Die Checkübergabe (v.l). Stefan Gutmann, Esther Gassler, Fabienne Welti, Charlotte Froelicher-Stüdeli, Josef Reichmann, Josef Maushart, Ursula Maushart.

Zvg

Seit 2014 vergibt die Fraisa Gruppe mit Hauptsitz in Bellach jährlich ein «Sozialprozent». Mit einem Prozent des Gruppengewinnes wird eine soziale Institution unterstützt. In der Vergangenheit waren das etwa das rote Kreuz Kanton Solothurn oder die Stiftung Kinderheime Solothurn.

2021 kommt nun die Sonnhalde in Gempen zum Zug: Am Dienstag erhielt eine Delegation der Institution in Bellach einen Check im Wert von 75'000 Franken. Wie es in einer Mitteilung heisst, haben Verwaltungsrat und Geschäftsleitung der Fraisa aus den eingereichten Projekten eine Vorauswahl getroffen.

«Die endgültige Vergabe erfolgt jeweils mittels Onlinevoting durch die Belegschaft»,

wird weiter informiert.

Institution für Menschen mit Auffälligkeiten

Die Sonnhalde Gempen betreibt eine Tagessonderschule, eine Werkstätte sowie ein Wohnangebot für Kinder und Erwachsene. Spezialisiert ist die Institution auf Menschen mit Wahrnehmungs-, Verarbeitungs- und Verhaltensauffälligkeiten, insbesondere aus dem Spektrum Autismus.

Laut Mitteilung besuchen aktuell 74 Kinder und Jugendliche aus dem Kanton und umliegenden Kantonen die Tagessonderschule. Davon leben 42 Kinder und Jugendliche in verschiedenen Wohngruppen. «Seit bald 50 Jahren betreibt die Sonnhalde Gempen einen integrativen Kindergarten und so besuchen Kinder aus dem Dorf den Kindergarten gemeinsam mit Kindern der Sonnhalde Gempen», ist der Fraisa-Mitteilung weiter zu entnehmen. «Um das bewährte Angebot weiter anbieten zu können, ist ein Ersatzneubau für den Kindergarten und die Tagessonderschule zwingend notwendig.» Das Fraisa-Sozialprozent fliesst in eben diesen Ersatzneubau, dessen Spatenstich 2022 geplant sei.

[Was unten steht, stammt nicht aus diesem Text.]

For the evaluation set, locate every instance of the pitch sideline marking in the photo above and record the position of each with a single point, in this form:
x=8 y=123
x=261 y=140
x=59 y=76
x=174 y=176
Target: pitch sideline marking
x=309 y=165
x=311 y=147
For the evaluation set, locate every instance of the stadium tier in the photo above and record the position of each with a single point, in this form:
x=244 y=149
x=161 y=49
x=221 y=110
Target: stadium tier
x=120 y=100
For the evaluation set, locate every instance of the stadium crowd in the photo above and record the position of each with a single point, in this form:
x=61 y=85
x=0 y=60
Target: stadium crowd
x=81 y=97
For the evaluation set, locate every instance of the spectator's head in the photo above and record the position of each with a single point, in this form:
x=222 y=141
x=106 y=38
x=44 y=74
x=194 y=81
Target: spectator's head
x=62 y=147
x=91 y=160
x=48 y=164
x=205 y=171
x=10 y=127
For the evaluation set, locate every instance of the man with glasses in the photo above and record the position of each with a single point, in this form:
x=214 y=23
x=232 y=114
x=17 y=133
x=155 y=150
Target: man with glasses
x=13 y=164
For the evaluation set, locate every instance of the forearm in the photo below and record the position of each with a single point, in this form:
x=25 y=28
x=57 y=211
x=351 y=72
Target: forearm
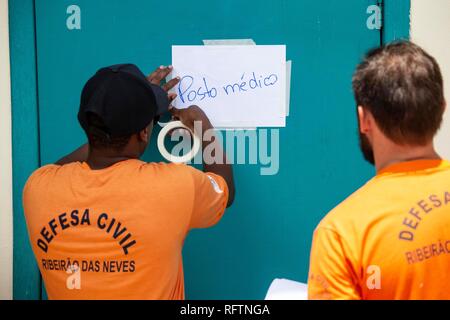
x=79 y=154
x=220 y=166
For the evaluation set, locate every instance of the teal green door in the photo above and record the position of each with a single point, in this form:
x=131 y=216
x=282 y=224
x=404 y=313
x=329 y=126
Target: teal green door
x=267 y=233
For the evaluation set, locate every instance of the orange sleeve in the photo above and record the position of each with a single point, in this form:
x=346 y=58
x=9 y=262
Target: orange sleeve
x=331 y=274
x=210 y=199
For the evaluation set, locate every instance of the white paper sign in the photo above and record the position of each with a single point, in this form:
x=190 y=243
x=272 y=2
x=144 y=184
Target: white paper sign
x=236 y=86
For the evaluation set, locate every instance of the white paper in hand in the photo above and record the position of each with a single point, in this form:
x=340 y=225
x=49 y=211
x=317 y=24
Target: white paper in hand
x=236 y=86
x=284 y=289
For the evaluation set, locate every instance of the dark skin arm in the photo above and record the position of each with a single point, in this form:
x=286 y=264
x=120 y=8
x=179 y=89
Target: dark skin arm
x=193 y=114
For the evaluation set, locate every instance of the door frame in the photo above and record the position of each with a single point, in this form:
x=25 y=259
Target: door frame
x=27 y=283
x=6 y=208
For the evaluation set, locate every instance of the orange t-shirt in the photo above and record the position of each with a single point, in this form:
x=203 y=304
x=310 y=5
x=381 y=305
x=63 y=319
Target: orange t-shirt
x=117 y=233
x=389 y=240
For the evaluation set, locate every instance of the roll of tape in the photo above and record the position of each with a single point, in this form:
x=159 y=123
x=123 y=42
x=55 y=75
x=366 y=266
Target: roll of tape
x=166 y=154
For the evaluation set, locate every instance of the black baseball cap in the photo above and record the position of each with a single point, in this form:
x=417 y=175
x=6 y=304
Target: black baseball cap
x=123 y=98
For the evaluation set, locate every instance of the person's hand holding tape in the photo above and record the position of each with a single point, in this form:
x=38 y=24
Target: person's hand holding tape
x=186 y=119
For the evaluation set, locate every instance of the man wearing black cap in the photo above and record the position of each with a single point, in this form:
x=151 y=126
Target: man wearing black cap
x=102 y=223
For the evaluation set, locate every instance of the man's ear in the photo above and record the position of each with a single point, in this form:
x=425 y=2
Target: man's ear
x=365 y=120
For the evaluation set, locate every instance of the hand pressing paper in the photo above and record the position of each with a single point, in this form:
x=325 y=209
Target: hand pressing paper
x=237 y=86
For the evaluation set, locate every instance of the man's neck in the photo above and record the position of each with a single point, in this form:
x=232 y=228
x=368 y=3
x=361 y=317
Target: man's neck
x=391 y=153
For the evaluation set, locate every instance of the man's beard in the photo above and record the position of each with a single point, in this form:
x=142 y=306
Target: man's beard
x=366 y=148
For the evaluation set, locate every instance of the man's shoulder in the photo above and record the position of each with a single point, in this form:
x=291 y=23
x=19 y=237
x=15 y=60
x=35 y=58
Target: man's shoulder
x=360 y=206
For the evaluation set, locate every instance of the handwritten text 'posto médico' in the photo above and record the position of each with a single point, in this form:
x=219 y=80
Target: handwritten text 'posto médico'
x=189 y=90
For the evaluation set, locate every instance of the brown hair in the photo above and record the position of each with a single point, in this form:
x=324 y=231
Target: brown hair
x=402 y=87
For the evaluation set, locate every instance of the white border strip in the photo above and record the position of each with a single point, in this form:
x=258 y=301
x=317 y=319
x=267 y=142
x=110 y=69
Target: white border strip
x=6 y=208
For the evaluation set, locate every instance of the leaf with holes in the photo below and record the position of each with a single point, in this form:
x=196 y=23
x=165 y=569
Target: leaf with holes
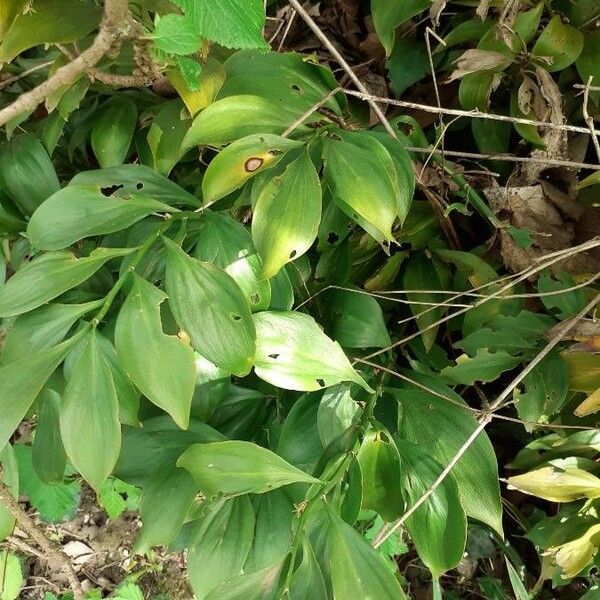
x=211 y=308
x=293 y=353
x=161 y=366
x=287 y=215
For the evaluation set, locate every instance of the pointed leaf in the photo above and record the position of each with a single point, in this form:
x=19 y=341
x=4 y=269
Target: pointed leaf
x=236 y=467
x=49 y=276
x=89 y=416
x=287 y=215
x=161 y=366
x=293 y=353
x=210 y=307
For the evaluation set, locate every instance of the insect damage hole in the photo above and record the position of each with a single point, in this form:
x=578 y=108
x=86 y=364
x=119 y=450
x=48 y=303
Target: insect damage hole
x=253 y=164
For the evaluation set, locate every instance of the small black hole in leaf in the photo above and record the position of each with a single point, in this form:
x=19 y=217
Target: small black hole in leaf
x=110 y=190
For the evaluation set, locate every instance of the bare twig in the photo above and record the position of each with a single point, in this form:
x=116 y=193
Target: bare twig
x=589 y=119
x=114 y=28
x=51 y=552
x=343 y=63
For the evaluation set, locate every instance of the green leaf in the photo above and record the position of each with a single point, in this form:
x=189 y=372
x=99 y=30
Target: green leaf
x=389 y=15
x=49 y=458
x=227 y=244
x=221 y=540
x=235 y=467
x=355 y=320
x=380 y=468
x=293 y=353
x=211 y=308
x=560 y=42
x=235 y=117
x=156 y=446
x=164 y=503
x=12 y=576
x=241 y=161
x=112 y=132
x=438 y=527
x=485 y=366
x=230 y=23
x=358 y=572
x=78 y=211
x=287 y=215
x=71 y=20
x=546 y=389
x=10 y=478
x=26 y=172
x=54 y=503
x=89 y=416
x=362 y=178
x=21 y=382
x=49 y=276
x=443 y=427
x=126 y=180
x=41 y=329
x=262 y=585
x=337 y=411
x=161 y=366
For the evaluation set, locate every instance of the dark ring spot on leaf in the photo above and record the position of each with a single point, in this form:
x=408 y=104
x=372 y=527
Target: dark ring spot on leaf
x=110 y=190
x=253 y=164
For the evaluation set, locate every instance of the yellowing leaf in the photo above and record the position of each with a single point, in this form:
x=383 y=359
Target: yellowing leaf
x=558 y=484
x=161 y=366
x=287 y=215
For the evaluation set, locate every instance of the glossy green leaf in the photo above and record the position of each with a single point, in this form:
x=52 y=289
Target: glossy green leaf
x=241 y=161
x=442 y=427
x=362 y=178
x=358 y=572
x=89 y=416
x=211 y=308
x=164 y=503
x=380 y=468
x=49 y=458
x=156 y=446
x=22 y=380
x=78 y=211
x=221 y=539
x=438 y=527
x=293 y=353
x=12 y=576
x=287 y=215
x=71 y=20
x=49 y=276
x=235 y=467
x=560 y=42
x=26 y=172
x=54 y=503
x=10 y=478
x=262 y=585
x=235 y=117
x=41 y=329
x=161 y=366
x=112 y=132
x=227 y=244
x=389 y=15
x=130 y=179
x=355 y=320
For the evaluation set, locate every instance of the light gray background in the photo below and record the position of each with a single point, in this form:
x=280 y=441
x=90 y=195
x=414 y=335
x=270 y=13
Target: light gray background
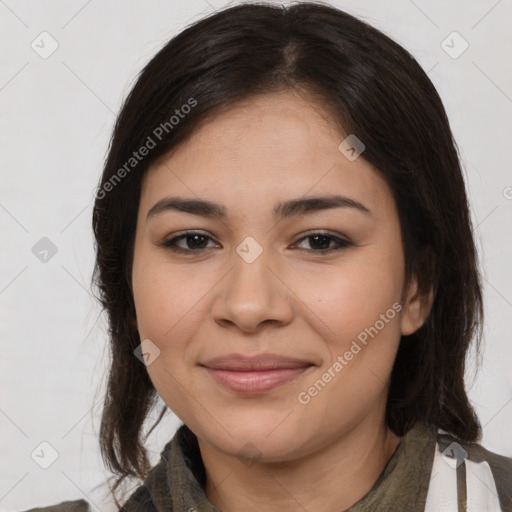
x=56 y=119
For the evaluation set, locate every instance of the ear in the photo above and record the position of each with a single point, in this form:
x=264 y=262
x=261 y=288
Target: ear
x=416 y=307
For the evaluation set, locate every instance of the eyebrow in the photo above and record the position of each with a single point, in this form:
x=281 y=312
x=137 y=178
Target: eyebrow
x=282 y=210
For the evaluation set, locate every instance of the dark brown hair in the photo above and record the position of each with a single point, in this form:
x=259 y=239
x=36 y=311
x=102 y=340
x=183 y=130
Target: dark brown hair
x=372 y=88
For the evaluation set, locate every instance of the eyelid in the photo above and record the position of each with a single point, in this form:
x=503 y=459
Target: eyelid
x=340 y=241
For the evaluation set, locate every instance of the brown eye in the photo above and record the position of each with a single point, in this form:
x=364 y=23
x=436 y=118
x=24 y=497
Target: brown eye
x=190 y=242
x=321 y=242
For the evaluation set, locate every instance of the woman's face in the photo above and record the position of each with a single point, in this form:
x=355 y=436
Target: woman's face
x=314 y=290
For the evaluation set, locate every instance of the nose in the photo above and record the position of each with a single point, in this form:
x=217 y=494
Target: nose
x=252 y=295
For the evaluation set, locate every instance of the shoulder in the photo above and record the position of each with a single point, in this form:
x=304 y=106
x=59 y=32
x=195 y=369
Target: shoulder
x=482 y=469
x=64 y=506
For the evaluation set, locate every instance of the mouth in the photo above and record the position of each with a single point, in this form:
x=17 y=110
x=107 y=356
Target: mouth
x=256 y=374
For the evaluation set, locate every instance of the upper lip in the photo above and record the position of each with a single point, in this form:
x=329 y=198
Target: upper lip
x=239 y=362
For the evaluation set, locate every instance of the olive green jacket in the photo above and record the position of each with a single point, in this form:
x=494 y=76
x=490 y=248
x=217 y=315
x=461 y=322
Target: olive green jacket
x=429 y=471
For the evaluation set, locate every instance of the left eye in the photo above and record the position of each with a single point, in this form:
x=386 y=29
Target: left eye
x=196 y=242
x=322 y=241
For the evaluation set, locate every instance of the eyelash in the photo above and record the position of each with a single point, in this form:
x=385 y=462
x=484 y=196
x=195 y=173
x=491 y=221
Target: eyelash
x=171 y=243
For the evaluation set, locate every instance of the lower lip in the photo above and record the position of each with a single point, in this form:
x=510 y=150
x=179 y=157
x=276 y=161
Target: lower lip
x=251 y=382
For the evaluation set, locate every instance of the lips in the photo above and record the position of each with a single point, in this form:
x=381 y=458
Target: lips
x=254 y=374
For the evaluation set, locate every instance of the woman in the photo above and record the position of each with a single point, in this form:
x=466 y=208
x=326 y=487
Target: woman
x=284 y=250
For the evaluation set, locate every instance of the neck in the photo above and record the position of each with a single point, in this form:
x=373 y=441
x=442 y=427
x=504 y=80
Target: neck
x=331 y=479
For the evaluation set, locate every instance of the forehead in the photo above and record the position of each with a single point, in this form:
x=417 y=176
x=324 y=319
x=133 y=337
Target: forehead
x=268 y=147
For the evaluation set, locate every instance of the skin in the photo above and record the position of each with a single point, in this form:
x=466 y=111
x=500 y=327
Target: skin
x=269 y=451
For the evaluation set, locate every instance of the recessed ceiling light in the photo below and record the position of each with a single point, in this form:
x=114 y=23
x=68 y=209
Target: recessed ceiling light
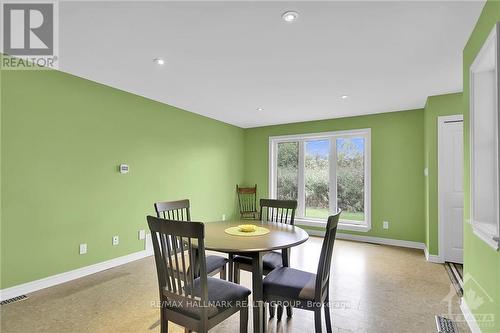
x=159 y=61
x=290 y=16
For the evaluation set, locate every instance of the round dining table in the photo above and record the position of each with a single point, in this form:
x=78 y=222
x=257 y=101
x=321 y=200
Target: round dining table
x=280 y=237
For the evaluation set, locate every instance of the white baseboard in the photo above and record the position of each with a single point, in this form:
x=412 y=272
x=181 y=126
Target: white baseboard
x=432 y=257
x=53 y=280
x=370 y=239
x=469 y=317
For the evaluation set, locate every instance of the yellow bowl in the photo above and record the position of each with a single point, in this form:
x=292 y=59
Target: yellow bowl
x=247 y=228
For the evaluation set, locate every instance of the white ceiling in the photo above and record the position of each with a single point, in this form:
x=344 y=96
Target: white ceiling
x=226 y=59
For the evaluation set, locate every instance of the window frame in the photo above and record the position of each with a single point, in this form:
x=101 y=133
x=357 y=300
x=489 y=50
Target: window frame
x=332 y=136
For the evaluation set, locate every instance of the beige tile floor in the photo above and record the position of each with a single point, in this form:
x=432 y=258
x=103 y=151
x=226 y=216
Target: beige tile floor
x=378 y=289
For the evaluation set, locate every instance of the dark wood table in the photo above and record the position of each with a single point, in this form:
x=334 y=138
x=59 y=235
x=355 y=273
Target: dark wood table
x=280 y=236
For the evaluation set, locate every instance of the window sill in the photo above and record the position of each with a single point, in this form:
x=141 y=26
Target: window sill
x=343 y=225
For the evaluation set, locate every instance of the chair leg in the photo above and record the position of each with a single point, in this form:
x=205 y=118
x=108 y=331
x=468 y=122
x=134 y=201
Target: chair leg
x=272 y=310
x=264 y=318
x=280 y=312
x=244 y=319
x=223 y=272
x=327 y=314
x=163 y=321
x=317 y=320
x=236 y=273
x=230 y=269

Trotz Coronajahr: 225'000 Franken Unterstützungsgelder

Auch auf das Geschäftsjahr 2020 der Fraisa Gruppe hatte die Pandemie Auswirkungen. Nachdem man mit grossen Umsatzrückständen gestartet sei, habe sich die Situation dann aber laufend verbessert, so steht es im Geschäftsbericht. Mit 88,5 Millionen Franken sei der Abschluss des Geschäftsjahres tiefer als im Vorjahr ausgefallen und liege um 11,5 Prozent unter dem Budget. «Wir blicken optimistisch in die Zukunft und rechnen damit, dass wir den Umsatz im neuen Geschäftsjahr um mindestens 6 Prozent steigern können», wird Patrizia Kings, Mitglied der Geschäftsleitung und Leiterin des Bereichs Finanzen, IT und HR, zitiert.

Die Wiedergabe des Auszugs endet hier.